Climate Change

WATCH: How cyclones influence monsoon arrival

An early monsoon over Kerala is not indicative of the impact over rest of the country; monsoon rains may arrive over central India by June-end, 2 weeks later than expected

By DTE Staff
Published: Thursday 27 May 2021

The Indian Metrological Department’s (IMD) long-range forecast May 14, 2021 predicted that monsoon winds will bring rainfall over Kerala from May 31 — one day prior to the normal date of arrival.

The monsoon system may get affected by cyclones in the Arabian Sea and the Bay of Bengal. Cyclone Yaas, which had been brewing in the Bay of Bengal for the last few days, made landfall on May 26, hitting the coastal districts of Kendrapara, Jagatsinghpur, Bhadrak and Balasore in Odisha.

In 2020, cyclones Amphan and Nisarga pulled up the onset of monsoon to June 1, originally predicted for June 5. Cyclone Yaas is predicted to have a similar influence in 2021.

Cyclone Yaas is the 14th pre-monsoon cyclone (April to May) to hit Odisha out of 138 cyclones since 1804, said Uma Charan Mohanty, former professor, Center for Atmospheric Sciences, Indian Institute of Technology (IIT), Delhi.
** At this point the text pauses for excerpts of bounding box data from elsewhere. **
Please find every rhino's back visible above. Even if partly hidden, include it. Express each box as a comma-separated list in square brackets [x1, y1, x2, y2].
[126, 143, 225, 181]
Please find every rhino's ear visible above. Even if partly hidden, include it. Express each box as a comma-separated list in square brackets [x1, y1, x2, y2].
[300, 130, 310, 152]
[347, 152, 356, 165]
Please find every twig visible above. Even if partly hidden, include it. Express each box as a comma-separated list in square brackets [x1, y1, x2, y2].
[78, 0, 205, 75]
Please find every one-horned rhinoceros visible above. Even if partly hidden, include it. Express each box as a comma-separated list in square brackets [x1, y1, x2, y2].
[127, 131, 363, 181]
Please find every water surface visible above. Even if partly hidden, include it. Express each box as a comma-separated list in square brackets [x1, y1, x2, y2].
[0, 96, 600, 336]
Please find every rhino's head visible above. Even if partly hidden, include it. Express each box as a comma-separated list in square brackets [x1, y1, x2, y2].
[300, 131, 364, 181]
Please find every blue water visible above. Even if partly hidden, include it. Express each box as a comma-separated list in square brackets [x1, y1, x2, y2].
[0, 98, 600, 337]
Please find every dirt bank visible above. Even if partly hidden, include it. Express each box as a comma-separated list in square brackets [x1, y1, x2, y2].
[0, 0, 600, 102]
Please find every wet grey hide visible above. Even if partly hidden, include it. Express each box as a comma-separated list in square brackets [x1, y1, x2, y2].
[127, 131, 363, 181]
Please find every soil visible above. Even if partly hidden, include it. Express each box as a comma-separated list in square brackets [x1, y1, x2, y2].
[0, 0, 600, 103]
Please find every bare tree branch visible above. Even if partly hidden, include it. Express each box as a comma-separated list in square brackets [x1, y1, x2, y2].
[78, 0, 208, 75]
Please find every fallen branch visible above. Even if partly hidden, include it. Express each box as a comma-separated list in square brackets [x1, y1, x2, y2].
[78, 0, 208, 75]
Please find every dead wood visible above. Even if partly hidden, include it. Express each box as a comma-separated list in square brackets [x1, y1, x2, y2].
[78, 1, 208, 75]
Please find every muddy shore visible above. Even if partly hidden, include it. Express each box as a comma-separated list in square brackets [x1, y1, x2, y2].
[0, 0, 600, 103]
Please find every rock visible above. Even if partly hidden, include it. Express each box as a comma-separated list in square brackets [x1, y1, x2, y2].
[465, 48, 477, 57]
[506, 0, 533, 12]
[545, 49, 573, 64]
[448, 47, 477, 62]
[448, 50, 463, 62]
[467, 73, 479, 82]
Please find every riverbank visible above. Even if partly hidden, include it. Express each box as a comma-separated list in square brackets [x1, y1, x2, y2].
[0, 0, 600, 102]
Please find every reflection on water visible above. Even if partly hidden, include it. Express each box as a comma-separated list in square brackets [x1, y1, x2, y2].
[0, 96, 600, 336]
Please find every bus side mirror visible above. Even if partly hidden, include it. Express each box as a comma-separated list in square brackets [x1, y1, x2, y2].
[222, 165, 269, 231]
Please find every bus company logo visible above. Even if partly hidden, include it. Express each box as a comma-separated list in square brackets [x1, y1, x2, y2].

But, an early monsoon onset over Kerala is not indicative of the impact over the rest of the country: Due to pre-monsoon rainfall caused by Cyclone Tauktae, monsoon rains may arrive over central India by the end of June — two weeks later than they were supposed to.

In Telangana, the normal onset is expected to happen June 10, as opposed to the prediction of June 24-July 2. The normal onset for Delhi is expected to happen June 27. But the rains might reach between July 11 and July 17 this year.